ISSN: 2511-7602

Journal for Art Market Studies

Felicity Bodenstein

Africa: Trade, Traffic and Collections

This issue of JAMS considers the exponential growth of an export market for cultural objects from the African continent since the middle of the nineteenth century, from the first episodes of commercial and military colonialism (Cormack) through to the dramatic rise from the 1890s onwards (Hüsgen, Tsogang Fossi). It then considers the shift away from the categorization of African cultural objects as ethnographic to the flourishing of a “primitive art” (also often termed as “art nègre”)1 trade in Paris (Saint-Raymond, Vaudry) and finally moves through the issue of post-colonial trade (Girard-Muscagorry); closing with an article on the question of illicit trafficking that has marked the currently termed “tribal art” market for African objects. The director of Abidjan Musée des civilisations, Silvie Memel Kassi also considers how the current situation of African museums is changing and how these institutions are preparing in order to offer a suitable environment for returning objects. The central question is the role of commercial transactions in the establishment of systematic collecting practices of cultural material from sub-Saharan Africa, transactions driven by the growing presence of European powers on the continent and motivated by the corollary establishment of specialized ethnographic collections in Europe.

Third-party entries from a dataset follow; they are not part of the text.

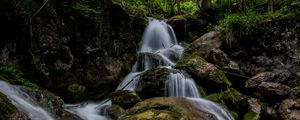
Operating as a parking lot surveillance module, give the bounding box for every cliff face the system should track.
[0,0,144,101]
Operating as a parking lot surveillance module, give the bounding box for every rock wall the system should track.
[0,0,144,102]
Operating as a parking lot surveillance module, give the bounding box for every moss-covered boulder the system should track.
[107,104,125,120]
[0,92,29,120]
[187,31,224,55]
[175,53,231,93]
[110,90,142,109]
[136,68,190,100]
[18,86,80,120]
[245,72,297,103]
[205,88,249,119]
[123,97,215,120]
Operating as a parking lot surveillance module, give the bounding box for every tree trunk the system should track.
[268,0,274,11]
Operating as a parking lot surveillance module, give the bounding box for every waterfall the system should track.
[165,73,200,98]
[65,18,233,120]
[0,81,53,120]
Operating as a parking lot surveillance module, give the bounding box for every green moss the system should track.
[110,90,142,109]
[0,92,17,120]
[214,8,290,46]
[197,85,206,97]
[243,112,257,120]
[230,111,239,120]
[107,104,125,120]
[0,65,39,89]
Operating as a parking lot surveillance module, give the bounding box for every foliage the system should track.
[0,65,39,89]
[180,1,199,13]
[71,3,102,15]
[210,9,287,47]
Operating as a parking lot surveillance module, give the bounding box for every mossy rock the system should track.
[175,53,231,93]
[110,90,142,109]
[205,88,249,117]
[107,104,125,120]
[124,97,215,120]
[0,65,39,89]
[0,92,28,120]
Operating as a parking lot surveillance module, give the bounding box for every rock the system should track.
[206,48,248,90]
[107,104,125,120]
[245,72,296,102]
[167,14,207,43]
[19,86,80,120]
[206,48,239,71]
[110,90,142,109]
[123,97,215,120]
[278,99,300,120]
[244,98,262,120]
[0,0,141,103]
[187,31,223,55]
[175,53,231,93]
[205,88,249,118]
[0,92,29,120]
[221,15,300,79]
[136,68,169,100]
[136,68,190,100]
[266,99,300,120]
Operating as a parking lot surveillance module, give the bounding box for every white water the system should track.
[65,18,234,120]
[0,81,53,120]
[165,73,200,98]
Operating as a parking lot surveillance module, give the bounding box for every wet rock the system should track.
[136,68,189,100]
[20,86,80,120]
[206,48,248,90]
[0,92,29,120]
[110,90,142,109]
[278,99,300,120]
[187,31,223,55]
[167,14,208,43]
[205,88,249,118]
[266,99,300,120]
[245,72,296,103]
[244,98,262,120]
[123,97,215,120]
[175,53,231,93]
[107,104,125,120]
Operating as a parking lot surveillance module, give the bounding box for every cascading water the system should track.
[65,18,233,120]
[0,81,53,120]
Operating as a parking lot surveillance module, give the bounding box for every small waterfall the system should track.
[0,81,53,120]
[65,18,234,120]
[165,73,200,98]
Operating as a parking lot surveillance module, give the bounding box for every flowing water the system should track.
[67,18,233,120]
[0,81,53,120]
[0,18,233,120]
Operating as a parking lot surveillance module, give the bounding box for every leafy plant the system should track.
[0,65,39,89]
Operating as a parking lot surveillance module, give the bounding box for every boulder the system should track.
[245,72,297,103]
[243,98,262,120]
[266,99,300,120]
[110,90,142,109]
[123,97,216,120]
[187,31,224,55]
[19,86,80,120]
[0,92,29,120]
[206,48,249,90]
[278,99,300,120]
[136,68,190,100]
[175,53,231,93]
[205,88,249,118]
[107,104,125,120]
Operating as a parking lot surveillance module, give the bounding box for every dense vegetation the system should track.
[0,0,300,120]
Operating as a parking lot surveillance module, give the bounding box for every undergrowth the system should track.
[0,65,39,89]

Nowhere can the intertwined development of international trade, curiosity and ethnographic museums be read more clearly than in the correspondence between the Bavarian-born doctor Philipp Franz Siebold, who had spent seven years as the resident physician of the important Dutch trading post Dejima in Japan, and François-Edme Jomard, founder of the Geography Department at the Royal Library in Paris (1828) and participant in the Egyptian Expedition of Napoléon Bonaparte. When Siebold described his plans for such an ethnographic museum in 1843, he deplored what he saw as the “inconceivable indifference” with which European powers considered their ethnographic collections. His own observations reflected the shift in cultural policy that would lead to the creation of most major European public ethnographic museums. Writing to Jomard of the need for such institutions in order to help open up trade routes and facilitate the understanding of extra-European cultures, he surmised: “you who agree with me that it is now or never time for the capitals of the empires of civilized Europe which have colonies or which propose to found them, to create within them museums of geography and ethnography, the existence of which is a prerequisite for the success of their undertakings.”2 Collections of material culture would easily allow the visitor to consider at the same time the potential of foreign raw materials as well as the techniques used to process them into different types of goods, ranging from the most sophisticated artistic forms to simple everyday objects.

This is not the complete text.